Anti-inflammatory Therapies for Cardiovascular Disease: Signaling Pathways and Mechanisms.


Herminia González-Navarro


Instituto de Investigación Sanitaria INCLIVA, Valencia, Spain; Centro de Investigación Biomédica en Red de Diabetes y Enfermedades Metabólicas Asociadas (CIBERDEM), Madrid, Spain; Departamento de Didáctica de las Ciencias Sociales y Experimentales, Universidad de Valencia, Valencia, Spain. Electronic address: [Email]

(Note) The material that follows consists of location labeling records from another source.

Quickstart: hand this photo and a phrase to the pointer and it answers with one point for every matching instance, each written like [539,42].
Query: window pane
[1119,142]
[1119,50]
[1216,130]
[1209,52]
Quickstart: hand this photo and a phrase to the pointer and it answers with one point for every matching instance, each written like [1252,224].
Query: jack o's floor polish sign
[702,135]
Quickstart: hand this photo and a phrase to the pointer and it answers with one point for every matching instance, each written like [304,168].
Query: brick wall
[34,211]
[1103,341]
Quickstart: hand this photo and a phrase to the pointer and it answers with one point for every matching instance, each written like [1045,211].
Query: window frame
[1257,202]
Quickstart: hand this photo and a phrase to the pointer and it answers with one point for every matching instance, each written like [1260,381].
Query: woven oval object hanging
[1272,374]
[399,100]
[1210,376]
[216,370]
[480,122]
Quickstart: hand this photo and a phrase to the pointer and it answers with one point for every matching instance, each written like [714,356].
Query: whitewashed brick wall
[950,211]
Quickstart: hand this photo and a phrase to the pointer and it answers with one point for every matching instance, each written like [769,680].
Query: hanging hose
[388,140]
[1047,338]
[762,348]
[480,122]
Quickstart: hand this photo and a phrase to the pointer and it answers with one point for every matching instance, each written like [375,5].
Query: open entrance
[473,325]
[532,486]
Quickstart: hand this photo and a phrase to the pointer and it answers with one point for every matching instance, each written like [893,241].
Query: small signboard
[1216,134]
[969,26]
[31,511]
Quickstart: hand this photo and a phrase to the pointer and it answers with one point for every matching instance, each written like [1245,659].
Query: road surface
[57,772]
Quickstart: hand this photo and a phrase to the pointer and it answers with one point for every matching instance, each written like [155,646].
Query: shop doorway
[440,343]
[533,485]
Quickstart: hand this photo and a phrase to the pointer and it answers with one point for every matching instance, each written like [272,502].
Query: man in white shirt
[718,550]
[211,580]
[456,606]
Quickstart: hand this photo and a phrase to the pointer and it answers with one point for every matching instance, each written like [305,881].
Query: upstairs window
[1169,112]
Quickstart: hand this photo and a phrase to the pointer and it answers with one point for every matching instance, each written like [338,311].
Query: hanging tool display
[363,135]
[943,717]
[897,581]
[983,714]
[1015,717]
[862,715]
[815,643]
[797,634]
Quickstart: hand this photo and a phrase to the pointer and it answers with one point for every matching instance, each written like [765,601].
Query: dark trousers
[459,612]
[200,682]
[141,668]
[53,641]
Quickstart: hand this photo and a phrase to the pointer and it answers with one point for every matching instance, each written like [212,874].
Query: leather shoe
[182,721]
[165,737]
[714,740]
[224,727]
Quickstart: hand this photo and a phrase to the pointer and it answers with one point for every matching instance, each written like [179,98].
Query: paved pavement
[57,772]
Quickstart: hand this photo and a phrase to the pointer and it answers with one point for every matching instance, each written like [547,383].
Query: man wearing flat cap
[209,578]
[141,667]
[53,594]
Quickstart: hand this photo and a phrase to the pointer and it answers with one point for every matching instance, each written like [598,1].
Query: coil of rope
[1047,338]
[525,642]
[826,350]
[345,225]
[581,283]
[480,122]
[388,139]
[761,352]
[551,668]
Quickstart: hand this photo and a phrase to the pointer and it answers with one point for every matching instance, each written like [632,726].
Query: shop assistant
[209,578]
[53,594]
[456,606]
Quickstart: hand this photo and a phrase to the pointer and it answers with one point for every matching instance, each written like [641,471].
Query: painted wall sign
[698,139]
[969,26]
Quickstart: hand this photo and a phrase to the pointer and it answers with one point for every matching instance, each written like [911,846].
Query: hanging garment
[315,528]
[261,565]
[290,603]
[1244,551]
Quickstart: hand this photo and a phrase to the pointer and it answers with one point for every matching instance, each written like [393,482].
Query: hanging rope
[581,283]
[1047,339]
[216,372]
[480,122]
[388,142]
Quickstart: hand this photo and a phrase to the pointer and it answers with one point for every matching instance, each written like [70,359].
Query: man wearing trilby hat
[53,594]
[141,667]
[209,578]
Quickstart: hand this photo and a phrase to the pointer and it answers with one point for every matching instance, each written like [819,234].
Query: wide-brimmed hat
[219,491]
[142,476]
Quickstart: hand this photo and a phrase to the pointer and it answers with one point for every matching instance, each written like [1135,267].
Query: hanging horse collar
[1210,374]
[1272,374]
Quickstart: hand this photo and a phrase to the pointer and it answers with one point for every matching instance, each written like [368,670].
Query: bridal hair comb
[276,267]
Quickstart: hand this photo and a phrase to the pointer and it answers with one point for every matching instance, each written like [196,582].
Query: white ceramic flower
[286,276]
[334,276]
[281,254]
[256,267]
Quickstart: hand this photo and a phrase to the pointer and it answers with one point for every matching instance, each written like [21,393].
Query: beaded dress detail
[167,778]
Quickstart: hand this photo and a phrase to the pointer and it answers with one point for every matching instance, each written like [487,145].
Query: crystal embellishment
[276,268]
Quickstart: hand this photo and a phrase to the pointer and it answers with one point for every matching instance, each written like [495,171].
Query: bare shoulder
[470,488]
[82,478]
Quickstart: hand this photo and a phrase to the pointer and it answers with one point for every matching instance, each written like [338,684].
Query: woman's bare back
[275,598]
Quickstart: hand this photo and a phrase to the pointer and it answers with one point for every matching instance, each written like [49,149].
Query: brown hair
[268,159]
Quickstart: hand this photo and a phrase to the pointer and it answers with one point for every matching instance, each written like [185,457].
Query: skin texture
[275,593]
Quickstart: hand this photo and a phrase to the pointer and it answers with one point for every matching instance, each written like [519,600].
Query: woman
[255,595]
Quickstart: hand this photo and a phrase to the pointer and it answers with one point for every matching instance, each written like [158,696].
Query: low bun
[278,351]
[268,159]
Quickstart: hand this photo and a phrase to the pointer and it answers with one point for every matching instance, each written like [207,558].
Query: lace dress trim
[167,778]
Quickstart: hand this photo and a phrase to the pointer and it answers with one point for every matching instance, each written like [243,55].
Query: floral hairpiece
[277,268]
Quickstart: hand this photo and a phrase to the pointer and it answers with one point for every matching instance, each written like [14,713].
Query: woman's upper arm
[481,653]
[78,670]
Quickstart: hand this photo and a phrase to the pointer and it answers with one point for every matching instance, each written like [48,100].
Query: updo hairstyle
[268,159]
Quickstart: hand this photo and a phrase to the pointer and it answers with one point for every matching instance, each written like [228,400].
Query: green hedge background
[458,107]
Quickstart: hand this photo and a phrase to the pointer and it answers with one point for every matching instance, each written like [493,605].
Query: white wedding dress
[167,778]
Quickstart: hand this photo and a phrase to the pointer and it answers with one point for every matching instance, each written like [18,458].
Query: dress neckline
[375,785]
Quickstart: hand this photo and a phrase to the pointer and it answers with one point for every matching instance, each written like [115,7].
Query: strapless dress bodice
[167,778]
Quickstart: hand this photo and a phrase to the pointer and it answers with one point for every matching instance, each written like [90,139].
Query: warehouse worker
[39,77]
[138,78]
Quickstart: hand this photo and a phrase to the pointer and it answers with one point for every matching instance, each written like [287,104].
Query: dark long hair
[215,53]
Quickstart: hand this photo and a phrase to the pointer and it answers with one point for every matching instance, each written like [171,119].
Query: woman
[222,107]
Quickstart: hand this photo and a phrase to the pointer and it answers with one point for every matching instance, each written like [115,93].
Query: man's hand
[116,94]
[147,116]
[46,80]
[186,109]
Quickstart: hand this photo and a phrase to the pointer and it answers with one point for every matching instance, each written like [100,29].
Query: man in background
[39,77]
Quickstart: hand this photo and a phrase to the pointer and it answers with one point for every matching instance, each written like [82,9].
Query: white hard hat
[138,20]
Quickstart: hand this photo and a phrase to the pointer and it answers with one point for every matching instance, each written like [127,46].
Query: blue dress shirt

Cardiovascular diseases (CVD) are the clinical manifestation of atherosclerosis, a chronic inflammatory disease promoted by several risk factors such as dyslipidemia, type 2 diabetes mellitus, hypertension, and smoking. Acute CVD events are the result of an unresolved inflammatory chronic state that promotes the rupture of unstable plaque lesions. Of note, the existing intensive therapies modify risk factors but do not prevent life-threatening recurrent ischemic events in high-risk patients, who have a residual inflammatory risk displayed by increased C-reactive protein (CRP) levels. Better understanding of the role of innate and adaptive immunity in plaque development and rupture has led to intensive investigation of anti-inflammatory strategies for CVD. Some of them are being tested in specific clinical trials and use lower doses of existing medications originally developed for other inflammatory diseases such as rheumatoid arthritis and psoriasis, which have high CVD risk. Other investigations are retrospective and meta-analyses of existing clinical trials that evaluate the incidence of CVD in these inflammatory diseases. Others are based on preclinical testing such as vaccines. In this article, we summarize the main anti-inflammatory strategies and associated molecular mechanisms that are being evaluated in preclinical or clinical CVD studies.